Tuesday, July 21, 2015

Celebrating Citizenship While Remembering the Excluded

After arriving nearly six months ago, Yasmine officially received American citizenship today!  It’s a simple set of documents that do not change who she is essentially, but they do certainly change who she is practically.  Yasmine can now boast membership to a nation-state and access to all the rights and privileges of citizenship.   Acquiring this was not much more than a formality, but even formalities consist of technicalities.  Lebanon does not allow women to transmit citizenship onto their children or spouses-apparently a Lebanese woman is less of a human than a Lebanese man*- therefore Yasmine’s only shot at citizenship was through me and the United States.  However, this required building a case.  Since I am the lone U.S. citizen parent, and since I was not born on American soil, I had to prove that I satisfied the residency requirements to pass nationality to my child.**  Had I not bothered to apply for citizenship nor met the nationality requirements, Yasmine would have been at risk of having no formal citizenship, a condition we call statelessness. 

As a father, I feel a sense of relief and comfort knowing that I have provided my daughter with citizenship.  Most of us take such a thing for granted, but for many millions of children around the world citizenship is a dream rather than a reality.  An estimated 15 million*** people in the world are stateless, deprived of a fundamental human right.  In some cases they have been discriminately denied citizenship while in other cases they have slipped through the cracks of complicated nationality laws and find themselves lacking any.  The outcome is a condition of “being a foreigner everywhere, a citizen nowhere.”  Though most have never left their country of birth, stateless individuals are excluded from society and deprived of the protections and provisions of a state.  They lack the right to access rights and are, as the philosopher Hannah Arendt puts, “rightless.”  An array of services, opportunities and experiences are denied or extremely complicated for stateless individuals, including movement and travel, land ownership, conducting business and banking, gaining legal employment, access to education and healthcare, registering marriages and births, voting, serving in political office, receiving a drivers license, passing on or receiving inheritance, qualifying for insurance or social security benefits, and participating in civic services.  Just imagine for a moment how different your life would be if you had no passport, I.D. card, drivers license, official birth certificate or social security number?  Imagine if you had existence but no legal entity that was ready to recognize it.  Think about all the aspects of life that would be impacted.

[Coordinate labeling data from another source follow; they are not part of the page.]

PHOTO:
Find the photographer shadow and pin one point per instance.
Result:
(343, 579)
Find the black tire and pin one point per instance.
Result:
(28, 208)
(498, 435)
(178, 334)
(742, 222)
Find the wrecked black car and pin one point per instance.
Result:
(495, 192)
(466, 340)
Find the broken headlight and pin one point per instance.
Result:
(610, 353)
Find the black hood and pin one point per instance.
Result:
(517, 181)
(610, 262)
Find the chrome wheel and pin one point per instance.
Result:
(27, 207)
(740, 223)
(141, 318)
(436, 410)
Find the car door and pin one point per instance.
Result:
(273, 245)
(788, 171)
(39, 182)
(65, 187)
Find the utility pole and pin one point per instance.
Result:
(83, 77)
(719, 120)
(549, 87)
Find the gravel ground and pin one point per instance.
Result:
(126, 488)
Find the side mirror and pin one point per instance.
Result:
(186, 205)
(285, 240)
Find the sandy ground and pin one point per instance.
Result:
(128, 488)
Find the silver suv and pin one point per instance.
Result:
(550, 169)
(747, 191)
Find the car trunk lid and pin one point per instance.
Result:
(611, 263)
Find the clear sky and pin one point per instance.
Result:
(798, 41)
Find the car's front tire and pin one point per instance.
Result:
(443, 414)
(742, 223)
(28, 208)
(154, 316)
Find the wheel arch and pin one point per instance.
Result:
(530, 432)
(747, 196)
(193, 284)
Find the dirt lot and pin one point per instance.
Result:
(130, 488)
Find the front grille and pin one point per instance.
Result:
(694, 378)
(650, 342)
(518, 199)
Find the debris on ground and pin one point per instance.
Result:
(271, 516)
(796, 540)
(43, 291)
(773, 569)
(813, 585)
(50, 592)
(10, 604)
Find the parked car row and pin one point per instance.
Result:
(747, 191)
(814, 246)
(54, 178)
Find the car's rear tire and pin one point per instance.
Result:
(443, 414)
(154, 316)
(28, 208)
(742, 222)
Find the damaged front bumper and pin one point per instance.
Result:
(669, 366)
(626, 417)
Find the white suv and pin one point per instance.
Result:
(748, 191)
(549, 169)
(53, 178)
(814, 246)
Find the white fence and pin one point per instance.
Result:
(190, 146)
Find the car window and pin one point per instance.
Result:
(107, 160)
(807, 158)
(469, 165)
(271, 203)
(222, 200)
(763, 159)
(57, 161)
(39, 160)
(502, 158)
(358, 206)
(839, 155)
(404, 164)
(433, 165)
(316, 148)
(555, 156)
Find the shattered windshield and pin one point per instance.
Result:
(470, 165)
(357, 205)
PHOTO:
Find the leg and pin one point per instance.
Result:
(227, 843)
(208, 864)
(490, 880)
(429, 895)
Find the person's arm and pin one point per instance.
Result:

Before moving to Lebanon I had no concept of statelessness; I assumed that everyone everywhere has some sort of citizenship.  I knew some lack official status in their country of residence (such as undocumented immigrants and migrants), but they do have citizenship to a country somewhere; there is a place they can claim official belonging.  The stateless, regrettably, do not belong anywhere.  During these past years I have encountered statelessness in many ways and many faces.  It impacts children we serve at Dar El Awlad, relatives of mine, friends and ministry partners, fellow church members and many others.  It is not a rare occurrence or an anomaly, but rather a global crisis that extends its ugly hand to all regions of the globe.  The problem is only intensifying as legal reforms fail to address the underlying issues of statelessness and displacement levels reach record highs. (Refugee situations are a hornet’s nest for statelessness to start and perpetuate.)  Despite its breadth and severity, the international community has failed to recognize statelessness for what it is, and there remains pathetically little effort to fix this theoretically solvable problem.  Even so, there are champions for the cause who are working to confront this injustice with advocacy and action.  I desire to be among this number.

I may be able to rest in knowing that my daughter is now a citizen, but I will not forget the many millions who are not so fortunate.  Until every last person in this world can boast with confidence an official nationality, I will try to be a voice and a minister to those suffering statelessness.  This sentiment has led me make statelessness the topic of my graduate thesis, and I believe it is only the start of my intentional engagement with one of today’s worst human rights crises.  I am thankful for the opportunity with Kids Alive to directly serve stateless individuals in a meaningful way, and I am thankful for friends of mine that have recently seen their statelessness remedied.  Mostly, I am thankful for our God who promises to fully deal with every form of evil and injustice; the eternal hope of heavenly citizenship is true and unfailing. Let it be on earth as it is in heaven.

Please engage yourself with this important topic by exploring the Institute on Statelessness and Inclusion website for the most current information on statelessness and by adding your name to the United Nations #Ibelong campaign.

*It is completely possible for a person who has never once stepped foot on Lebanese soil to be granted Lebanese citizenship via the father while another born and raised in Lebanon with a Lebanese mother is excluded nationality.

**This meant providing proof that I resided at least five years in the U.S., three of those years after the age of 14.

*** This estimate is provided by the research of the Institute on Statelessness and Inclusion, although the UNHCR puts its figure at 10 million.  The number is not known precisely but the bottom-line remains:  this problem exists at a huge scale.